Зоська разоблачила меня, раззвонила подружкам, кто скрывается под красивой фамилией - Саянский, и сделался я знаменитостью аж на всю обувную фабрику. Зоська по сию пору бережет вырезку из газеты военных лет с моими первыми стихами, как, впрочем, и весь хлам бережет пуще своего глаза - все газеты, журналы с моими творениями. Так уж повелось, что первый свой автограф на новой книге я всегда оставляю ей - моему ангелу-хранителю, и Зоська подаренные ей книги никому не дает читать, обернула их в целлофан, выделила для них в книжном шкафу отдельную полку и в "экстазе" преданности автору написала на торце полки красной краской: "Книги моего любимого брата". Дело дошло до того, что домашний художник - племянница Вичка по подсказке матери на той же полке изобразила из фольги лавровую ветвь. Ну уж, такой славы, таких почестей я выдержать не смог, упросил убрать незаслуженные атрибуты творческой доблести, пришлось даже пригрозить, что заходить перестану, если не прекратится культ моей личности в этом доме.
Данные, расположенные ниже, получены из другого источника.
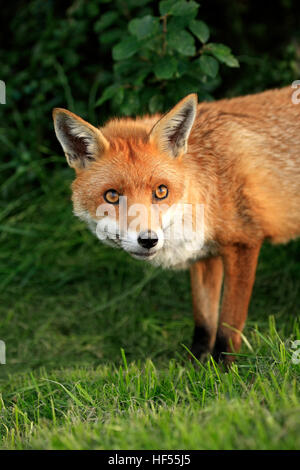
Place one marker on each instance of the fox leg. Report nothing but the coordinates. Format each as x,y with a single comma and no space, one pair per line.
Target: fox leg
240,264
206,282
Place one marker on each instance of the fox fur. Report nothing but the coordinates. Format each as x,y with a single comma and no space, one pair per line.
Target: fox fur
239,158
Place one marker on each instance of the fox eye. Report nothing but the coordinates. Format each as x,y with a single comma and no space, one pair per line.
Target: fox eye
161,192
112,196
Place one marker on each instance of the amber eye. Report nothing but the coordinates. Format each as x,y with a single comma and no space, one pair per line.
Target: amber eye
112,196
161,192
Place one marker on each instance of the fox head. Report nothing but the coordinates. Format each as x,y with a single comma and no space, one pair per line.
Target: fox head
130,175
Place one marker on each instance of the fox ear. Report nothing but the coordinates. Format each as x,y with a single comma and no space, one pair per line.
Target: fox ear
81,142
172,131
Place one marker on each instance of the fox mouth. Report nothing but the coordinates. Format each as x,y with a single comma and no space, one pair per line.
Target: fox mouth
142,255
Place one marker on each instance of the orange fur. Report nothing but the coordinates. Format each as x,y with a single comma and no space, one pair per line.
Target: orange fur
242,161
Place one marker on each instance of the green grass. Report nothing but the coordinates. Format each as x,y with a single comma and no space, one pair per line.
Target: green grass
95,344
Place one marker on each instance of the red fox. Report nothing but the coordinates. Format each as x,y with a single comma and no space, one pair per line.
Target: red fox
237,158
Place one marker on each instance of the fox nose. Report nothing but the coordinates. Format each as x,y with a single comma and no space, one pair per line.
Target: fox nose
147,239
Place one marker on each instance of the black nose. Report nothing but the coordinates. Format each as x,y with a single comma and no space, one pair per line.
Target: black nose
148,239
Сестра моя огорчилась, считая, что меня затирают, оттесняют более пробивные люди, что и я, и книги мои достойны иной участи...
Да ладно, пойдем "упярод", как говорил мой второй номер у пулемета, Ероха Козлокевич, не спеша вылазить из стрелковой ниши,- всегда у него в это время находилось неотложное дело: надо было скручивать и прижигать цигарку, без которой он ни жить, ни тем более биться с врагом не мог.
Пан Стас в том же, сорок третьем году, чуть раньше моего возвращения из госпиталя, подался "до града Рязань", где формировалась армия Войска Польского. Маму мою он в Карасине оставить не решился, ее б там прикончили мстительные сельдючихи, вывез и пристроил ее уборщицей в городской магазин, определив на жительство в переселенческий барак под номером два, жилища, смахивающего на древний испанский галеон, плывущий по болоту и год от года все глубже погружающийся в оттаивающие от человеческих тел болотные хляби.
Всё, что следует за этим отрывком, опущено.